World Oil Staff December 15, 2023

(WO) — The American Petroleum Institute (API) released the following statement on Dec. 15 from the Vice President of Upstream Policy Holly Hopkins on the Biden administration’s approval of a five-year program for federal offshore leasing.

“Simply put, this final five-year program fails to meet the energy needs of the American people and could threaten to increase reliance on foreign energy sources. Demand for affordable, reliable energy is only growing, yet the administration is choosing to limit future production in a region that plays a critical role in powering our nation and supplies among the lowest carbon-intensive barrels in the world. This program is a step in the wrong direction for U.S. energy security and will only make it harder to meet growing energy demand over the long-term.”

For 45 years, the Interior Department has been required to prepare a five-year offshore leasing program that will best meet America’s energy needs for the ensuing five-year period, detailing a schedule for regular oil and natural gas lease sales, including in the Gulf of Mexico.

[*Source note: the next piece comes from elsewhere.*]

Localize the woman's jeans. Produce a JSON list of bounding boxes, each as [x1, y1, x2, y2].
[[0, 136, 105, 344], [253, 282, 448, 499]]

The U.S. Department of the Interior released the final five-year program for federal offshore leasing in September, but the program is required to be reviewed by Congress for 60 days before it is finalized.

Interior’s final five-year program was nearly 500 days late and outlines a maximum of three potential oil and gas lease sales – the fewest oil and gas lease sales in history – in the Gulf of Mexico Program Area scheduled in 2025, 2027 and 2029. 2024 will be the first year since 1966 without an offshore lease sale.

According to the U.S. EIA, Gulf of Mexico federal offshore oil production accounts for 15% of total U.S. crude oil production and federal offshore natural gas production in the Gulf accounts for 5% of total U.S. dry production. A recent report from NOIA conducted by ICF found that the U.S. Gulf of Mexico produces some of the lowest carbon intensity barrels in the world. Constrained production in this basin could be replaced by higher carbon intensity barrels from elsewhere in the world.